この楽しそうに気のおけない仲間たちと笑顔を見せているアルバム・ジャケットが全てを物語っているような。Eddie MottauはBoston生まれのSinger-Songwriter/ギタリスト。Two Guys from BostonなるFolk Duoを結成し、相棒のJoe Hutchinsonと、後にGreat Speckled Bird~Hungry Chuckを結成するJim Colegrove、N.D. Smart II、Jeff Gutcheonと共にBo GrumpusなるPsychedelic Pop Bandを結成し68年にMountainのFelix PappalardiのProduceで唯一のアルバム『Before The War』をリリースしている。また、その後進GroupとなるJolliver Arkansawにも参加し、引き続きPappalardiのProduceでアルバム『Home』を69年に出すがバンドは消滅してしまったようだ。MottauはPeter, Paul & MaryのNoel Paul StookeyやJohn Lennonとの仕事でその名を知られると共に自身のソロ・アルバムをリリースしている。本作は73年にリリースされたデビュー・アルバム『No Turning Around』に続く2ndアルバムとなる。上述のFelix PappalardiやNoel Paul Stookeyに加えて名手Rusty Young、Jimmy Nallsに、なんとBaritone Sax奏者Gerry Mulliganまで参加した前作もCountry MusicとSeampの香り漂う素晴らしい作品であったが、本作も、それに勝るとも劣らない傑作に仕上がっている。Lennonにも認められたギターの腕前もお見事であるがSongwriterとしても素晴らしい才能の持ち主である。そしてMottauの人間性が伝わってくるかのようなVocalが良い。Mottauが弾くAcoustic Guitarを中心に温もりが感じられる美しく切ないMelodeyが淡々と歌い上げられていくのが実に心地良い。お得意のギターの弾き語りでご機嫌にSwingするRagtime Musicや心地良く爽やかでありながらも、どこかに独特の翳りが感じられるところが個人的にはツボである。

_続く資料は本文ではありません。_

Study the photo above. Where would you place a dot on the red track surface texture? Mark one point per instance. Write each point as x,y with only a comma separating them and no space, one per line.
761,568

『No Moulding』はEddie Mottauが76年にNoel Paul StookeyのNeworld Mediaからリリースしたアルバム。
アルバム1曲目は小気味よいギターで始まるご機嫌なRagtime Music“Glory Of Love”。
心温まるAcoustic Guitarの響きとMottauのVocalがたまらない名曲“I Love You”。
哀感漂うアコギのイントロから惹きこまれる“Living The Life Of Riley”。MottauとChorusの絡みもイイ感じ。
これまた心地良いBluesyなAcoustic Tune“Empty Pockets Blues”。
“Starting From Scratch”もアコギのカッティングとMottauの渋い歌いっぷりがご機嫌である。
アコギのArpeggioとベースがイイ感じの“This Year”。静謐でありながら、どこか寂しげで謎めいた曲調が良い。
“Jazz-Bo Brown”は気怠げなVocalが雰囲気タップリのRagtime Music。
イントロのAcoustic Guitarの優美な爪弾きに続いてMottauのGentleなVocalが登場するところが鳥肌モノの“For You”。
これまた楽し気なRagtime GuitarとVocal、Chorusがご機嫌な“Whistle A Tune”。
アコギがジャンジャカで歌い上げる“The Winner”。どこか切ないMelodyとVocalがたまらない。
バッチリキマッたChorusで始まる“Jesus Is On The Main Line”。仄かなCountry風味がイイ感じ。
アルバム最後をシメるのは切なく美しいMelodyに酔いしれる名曲“Morning Dancer”。